How precise are the best-fit values of the parameters?

The best fit value of each parameter is, of course, an estimate of the true value which you could only know if you had an infinite amount of data. The precision of each parameter can be expressed as a standard error and/or a confidence interval. Standard errors are more conventional. Confidence intervals are easier to interpret.

You can also ask Prism to test the statistical significance of each parameter. The null hypothesis is that the true population value of the parameter is 0.0. The P value answers the question: If that null hypothesis were true, what is the chance that analysis of a randomly selected data sample will result in a parameter as far, or further, from zero than reported from this analysis? Prism also reports whether the result is "statistically significant" defined as a P value less than 0.05.

Only choose to compute significance when you really wonder if the true parameter value isn't zero (so that variable has no impact on the model). This will not be the case for many parameters.

## Are the parameters intertwined or redundant?

Prism can report a parameter covariance matrix to show you how each parameter in the model is correlated with each other parameter. If the Parameter covariance matrix option is selected, Prism will generate an additional results tab with the parameter correlations, and will also generate a heatmap of these correlations. Prism can also quantify multicollinearity -- how well each variable can be predicted from the other variables.

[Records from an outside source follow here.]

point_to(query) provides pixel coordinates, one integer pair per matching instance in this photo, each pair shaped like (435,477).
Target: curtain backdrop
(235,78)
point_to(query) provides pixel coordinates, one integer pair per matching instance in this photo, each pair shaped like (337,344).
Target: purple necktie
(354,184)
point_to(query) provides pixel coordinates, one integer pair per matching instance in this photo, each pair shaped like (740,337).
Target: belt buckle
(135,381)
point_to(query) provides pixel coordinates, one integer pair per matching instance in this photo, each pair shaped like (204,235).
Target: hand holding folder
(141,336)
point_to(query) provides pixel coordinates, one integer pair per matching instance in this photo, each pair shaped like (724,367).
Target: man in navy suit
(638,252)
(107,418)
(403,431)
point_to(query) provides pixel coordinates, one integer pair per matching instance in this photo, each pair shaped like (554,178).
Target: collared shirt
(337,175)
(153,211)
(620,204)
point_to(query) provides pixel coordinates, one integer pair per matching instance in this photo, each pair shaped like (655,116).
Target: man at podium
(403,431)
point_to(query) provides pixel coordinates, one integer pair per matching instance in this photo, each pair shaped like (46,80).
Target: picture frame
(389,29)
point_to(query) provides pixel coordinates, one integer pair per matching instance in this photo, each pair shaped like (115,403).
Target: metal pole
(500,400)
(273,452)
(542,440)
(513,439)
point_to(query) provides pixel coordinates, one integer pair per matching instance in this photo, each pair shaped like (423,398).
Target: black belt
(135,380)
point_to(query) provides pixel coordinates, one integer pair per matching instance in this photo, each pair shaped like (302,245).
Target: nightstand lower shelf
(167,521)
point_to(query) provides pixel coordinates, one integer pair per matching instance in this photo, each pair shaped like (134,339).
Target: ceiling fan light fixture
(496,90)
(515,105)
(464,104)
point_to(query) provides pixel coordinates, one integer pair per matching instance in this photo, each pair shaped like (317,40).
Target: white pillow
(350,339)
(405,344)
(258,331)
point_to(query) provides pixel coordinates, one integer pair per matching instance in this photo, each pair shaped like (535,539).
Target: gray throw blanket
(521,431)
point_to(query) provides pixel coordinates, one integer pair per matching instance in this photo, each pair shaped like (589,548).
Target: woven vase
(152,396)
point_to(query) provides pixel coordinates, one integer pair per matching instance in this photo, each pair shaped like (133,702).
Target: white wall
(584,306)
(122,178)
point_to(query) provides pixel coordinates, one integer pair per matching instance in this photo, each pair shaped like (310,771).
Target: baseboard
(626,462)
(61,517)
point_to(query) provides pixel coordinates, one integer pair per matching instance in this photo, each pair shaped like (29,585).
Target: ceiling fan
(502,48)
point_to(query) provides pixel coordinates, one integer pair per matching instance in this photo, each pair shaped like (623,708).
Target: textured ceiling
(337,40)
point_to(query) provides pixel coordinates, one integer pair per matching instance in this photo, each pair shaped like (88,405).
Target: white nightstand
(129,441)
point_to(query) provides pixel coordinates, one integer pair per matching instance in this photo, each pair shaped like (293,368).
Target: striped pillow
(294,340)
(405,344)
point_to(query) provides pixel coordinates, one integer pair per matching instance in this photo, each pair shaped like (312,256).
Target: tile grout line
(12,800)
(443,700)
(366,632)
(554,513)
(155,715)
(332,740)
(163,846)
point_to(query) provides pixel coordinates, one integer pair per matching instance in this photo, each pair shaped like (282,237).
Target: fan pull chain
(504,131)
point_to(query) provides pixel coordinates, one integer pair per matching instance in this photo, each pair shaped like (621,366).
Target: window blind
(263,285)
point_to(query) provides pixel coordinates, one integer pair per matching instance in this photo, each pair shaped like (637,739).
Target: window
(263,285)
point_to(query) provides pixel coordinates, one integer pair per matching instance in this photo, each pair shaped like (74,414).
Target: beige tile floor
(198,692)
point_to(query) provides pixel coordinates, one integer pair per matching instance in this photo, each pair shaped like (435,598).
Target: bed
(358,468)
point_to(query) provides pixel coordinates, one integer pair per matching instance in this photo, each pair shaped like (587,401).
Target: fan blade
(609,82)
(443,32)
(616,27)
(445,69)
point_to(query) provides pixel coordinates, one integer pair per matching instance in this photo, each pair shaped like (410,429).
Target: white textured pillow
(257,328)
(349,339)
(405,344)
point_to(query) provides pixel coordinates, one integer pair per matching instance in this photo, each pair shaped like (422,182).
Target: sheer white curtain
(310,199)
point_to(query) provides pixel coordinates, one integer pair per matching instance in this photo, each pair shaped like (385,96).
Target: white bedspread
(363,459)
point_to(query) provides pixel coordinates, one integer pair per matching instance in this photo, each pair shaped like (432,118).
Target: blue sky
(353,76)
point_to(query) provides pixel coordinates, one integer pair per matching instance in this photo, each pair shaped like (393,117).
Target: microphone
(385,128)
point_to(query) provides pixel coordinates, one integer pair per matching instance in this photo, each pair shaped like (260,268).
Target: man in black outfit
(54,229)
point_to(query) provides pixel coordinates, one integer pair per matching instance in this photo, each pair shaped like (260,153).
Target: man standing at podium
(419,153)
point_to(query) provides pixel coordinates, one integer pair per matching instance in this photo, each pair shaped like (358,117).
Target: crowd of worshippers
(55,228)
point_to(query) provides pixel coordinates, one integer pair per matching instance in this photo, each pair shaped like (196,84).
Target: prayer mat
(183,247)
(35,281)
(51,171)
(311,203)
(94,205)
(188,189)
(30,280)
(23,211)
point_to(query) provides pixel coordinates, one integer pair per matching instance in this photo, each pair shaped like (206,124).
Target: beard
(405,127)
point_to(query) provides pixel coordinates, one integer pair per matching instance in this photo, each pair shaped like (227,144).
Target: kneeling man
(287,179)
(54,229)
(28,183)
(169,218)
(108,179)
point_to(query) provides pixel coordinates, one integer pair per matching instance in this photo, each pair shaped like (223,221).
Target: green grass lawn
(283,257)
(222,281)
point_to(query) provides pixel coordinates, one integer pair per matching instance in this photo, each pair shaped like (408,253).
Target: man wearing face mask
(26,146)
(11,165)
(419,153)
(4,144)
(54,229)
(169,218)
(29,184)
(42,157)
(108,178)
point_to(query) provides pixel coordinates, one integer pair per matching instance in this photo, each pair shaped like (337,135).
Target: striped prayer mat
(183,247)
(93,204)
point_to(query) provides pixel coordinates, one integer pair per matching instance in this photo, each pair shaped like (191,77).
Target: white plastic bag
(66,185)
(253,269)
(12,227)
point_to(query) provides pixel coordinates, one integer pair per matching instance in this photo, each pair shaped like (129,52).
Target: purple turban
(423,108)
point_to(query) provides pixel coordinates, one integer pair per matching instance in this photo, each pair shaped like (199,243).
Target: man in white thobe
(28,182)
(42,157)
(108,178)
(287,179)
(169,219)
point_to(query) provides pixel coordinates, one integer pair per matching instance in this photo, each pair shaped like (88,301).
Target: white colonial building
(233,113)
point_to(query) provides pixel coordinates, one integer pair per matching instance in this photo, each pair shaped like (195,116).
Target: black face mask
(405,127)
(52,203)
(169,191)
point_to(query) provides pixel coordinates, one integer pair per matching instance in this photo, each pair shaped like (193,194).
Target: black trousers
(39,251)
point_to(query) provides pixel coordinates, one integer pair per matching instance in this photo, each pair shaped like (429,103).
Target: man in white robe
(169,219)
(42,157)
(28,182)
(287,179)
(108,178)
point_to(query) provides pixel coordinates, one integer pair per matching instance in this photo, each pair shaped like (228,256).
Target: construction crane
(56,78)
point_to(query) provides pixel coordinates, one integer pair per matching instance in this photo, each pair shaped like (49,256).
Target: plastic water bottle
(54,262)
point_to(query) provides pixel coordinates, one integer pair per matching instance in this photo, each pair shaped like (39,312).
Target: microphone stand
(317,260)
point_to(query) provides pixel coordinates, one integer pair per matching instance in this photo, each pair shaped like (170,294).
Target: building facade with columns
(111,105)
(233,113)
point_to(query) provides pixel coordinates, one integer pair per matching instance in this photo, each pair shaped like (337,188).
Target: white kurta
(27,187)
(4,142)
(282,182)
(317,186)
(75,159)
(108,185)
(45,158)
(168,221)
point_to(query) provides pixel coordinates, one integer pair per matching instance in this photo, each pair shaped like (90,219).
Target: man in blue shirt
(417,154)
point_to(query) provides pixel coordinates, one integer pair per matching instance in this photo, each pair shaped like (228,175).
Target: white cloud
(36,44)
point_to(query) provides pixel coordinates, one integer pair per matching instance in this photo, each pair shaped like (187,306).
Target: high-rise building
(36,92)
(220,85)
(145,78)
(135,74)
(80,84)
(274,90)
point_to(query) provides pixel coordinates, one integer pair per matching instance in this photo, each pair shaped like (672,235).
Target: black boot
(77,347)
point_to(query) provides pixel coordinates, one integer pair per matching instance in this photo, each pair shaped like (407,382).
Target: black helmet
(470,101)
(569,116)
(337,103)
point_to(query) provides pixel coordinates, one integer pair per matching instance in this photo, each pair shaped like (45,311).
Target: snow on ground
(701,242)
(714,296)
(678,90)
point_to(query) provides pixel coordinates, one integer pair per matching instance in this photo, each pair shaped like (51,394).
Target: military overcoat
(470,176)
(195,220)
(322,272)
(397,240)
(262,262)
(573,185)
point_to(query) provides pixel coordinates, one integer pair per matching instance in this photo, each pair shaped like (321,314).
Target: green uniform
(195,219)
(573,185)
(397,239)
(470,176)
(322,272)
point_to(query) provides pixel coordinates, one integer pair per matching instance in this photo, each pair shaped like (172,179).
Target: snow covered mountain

## How to quantify goodness of fit

### If you chose least-squares regression

Multiple R, coefficient of multiple correlation,  is the correlation between the Y values and the predicted Y values. It is the square root of R2 and its value is always between 0 and 1.

R2 is the standard way to assess goodness-of-fit.

The adjusted R2 takes into account the number of parameters fit to the data, so has a lower value than R2 (unless you fit only one parameter, in which case R2 and adjusted R2 are identical).

The sum-of-squares (or weighted sum-of-squares) is the value that Prism minimizes when it fits the model. Reporting this value is useful only if you want to compare Prism's results to those of another program, or you want to do additional calculations by hand.

Sy.x and RMSE are alternative ways to quantify the standard deviation of the residuals. We recommend the Sy.x, which is also called Se. Sy.x divides the sum-of-squares by N-K, where N is the number of rows analyzed and K is the number of parameters fit. RMSE uses N-1 in the denominator, instead of N-K.

The AICc is useful only if you separately fit the same data to three or more models. You can then use the AICc to choose between them. But note that it only makes sense to compare AICc between fits when the only difference is the model. If the data or weighting are not identical between fits, then any comparison of AICc values would be  meaningless.

### If you chose Poisson regression

If you chose Poisson regression, Prism offers three ways to quantify the goodness of fit: the pseudo-R2, the dispersion index and the model deviance. The pseudo-R2 can be interpreted pretty much like an ordinary R2. The other two values will be of interest only to those who have studied Poisson regression in depth.

## Are the residuals Gaussian ?

Least-squares regression assumes that the distribution of residuals follows a Gaussian distribution. Prism can test this assumption by running a normality test on the residuals. Prism offers four normality tests. We recommend the D'Agostino-Pearson test.